In my recent interview with the author of Great Decisions – Perfect Timing Paul O’Brien, we discussed how tuning in to synchronicity can be an integral support to making big decisions at the perfect time. In one of my questions to Paul, I asked him whether synchronicity may be increasing for more people due to a reported shift in frequency of this planet and of our own consciousness. He agreed that we are undergoing some sort of a consciousness upgrade, a shift that is allowing for more people to recognize synchronicity in their lives, although he believes that synchronicity is in our midst all of the time and always has been.
This is a time of change, of acceleration, of shifting and although it may not seem completely obvious to many, there are some who are attuned to the subtle but consistent change that’s in the air. Increased synchronicity seems to be indicative of this shift. For those who aren’t bumping into those little (or big) co-mingling of occurrences that we call synchronicity, I found a lovely article that highlights a variety of ways we can trigger more synchronicity in our lives.
7 Steps to Increase Synchronicity in our Daily Lives | Elephant Journal
Those wonderful moments that blur the line between coincidence and fate are known as moments of synchronicity.
The moment you think of a kind message you want to tell a friend you haven’t spoken to in a while—and then they call; the moment you find yourself searching for an answer, and there it is—a message on a billboard that means something to you.
Carl Jung, the legendary Swiss psychiatrist, coined the term “synchronicity” to describe the occurrence of two events that have no causal relationship yet appear related. Jung discovered that these events happened far too frequently to be coincidences.
These are seven steps I have built my life around, to experience more flow and synchronicity.
1. Get closer to nature
Jumping in the ocean or running in a forest reminds us it is awesome to be alive and refreshes the soul. The vastness of nature offers perspective and is also the perfect antidote to the overstimulation we receive in the modern world.
Synchronicity has a lot to do with understanding how everything in the universe is connected on some level. This kind of deep understanding is far more likely to take place in the wild than in an office or bedroom.
So spend more time in nature—watching, listening, feeling, and understanding.
2. Train your brain
People spend countless hours in gyms training their muscles, but it is the quality of mind-attention that affects our life more than almost anything. If we can’t focus, we can’t do anything well.
B. Alan Wallace writes in The Attention Revolution: “As long as our minds oscillate compulsively between agitation and dullness, wavering from one attentional imbalance to another, we may never discover the depths of human consciousness.”
He goes onto say that “as with any skill, such as playing the piano or learning a sport, we can, through drills, repetition, habituation over time, develop capacities presently beyond our reach.”

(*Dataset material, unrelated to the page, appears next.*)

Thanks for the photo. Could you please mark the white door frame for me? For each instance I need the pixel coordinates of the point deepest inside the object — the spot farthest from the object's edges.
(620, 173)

By reading books, challenging our minds through sudoku, crosswords or stimulating conversation, we are training our minds to be in a state where we are more prone to discovering the depths of our consciousness.

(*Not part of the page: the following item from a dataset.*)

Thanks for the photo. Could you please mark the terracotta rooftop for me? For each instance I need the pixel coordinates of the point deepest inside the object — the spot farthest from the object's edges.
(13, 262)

It is in those depths, below the surface of conscious thought, where synchronicity, intuition and flow are found.
3. Listen to your subconscious voice
A feature of our modern culture is the preference for analytical thinking over our subconscious or gut feeling.
Elite free climber, Dean Potter, calls this “The Voice” and he trains himself through meditation, solitude in the wilderness and constant climbing so that The Voice is loud and clear for him. Listening to The Voice has saved his life many times and allowed him to free solo (climb vertical walls with no ropes or assistance) many of the worlds most challenging climbing routes in record times.
Our subconscious intuition is a quality that has to be used or it wastes away; just as one has to exercise muscles, intuition, too, must be exercised. The key to tuning in to our inner voices lies in meditation, mindful living, solitude and creativity. Writing a journal and expressing our subconscious in written or visual form is a powerful way to create a solid foundation for synchronicity to grow out of.
4. Learn the art of surrender
Surrender is not about sitting on our backsides or waving a white flag. We have a responsibility to change what we can’t accept, and it is a courageous and noble path to accept what we can’t change.
A state of surrender is a very powerful state to be in.
Rather than fighting against the universe, we can become a channel through which the universe flows. Of course, when things don’t go our way, it is our ego that feels insulted. So surrender means recognizing and then ditching the ego and bravely accepting what we can’t change.
By doing this we open ourselves up to the flow of life, and to synchronicity.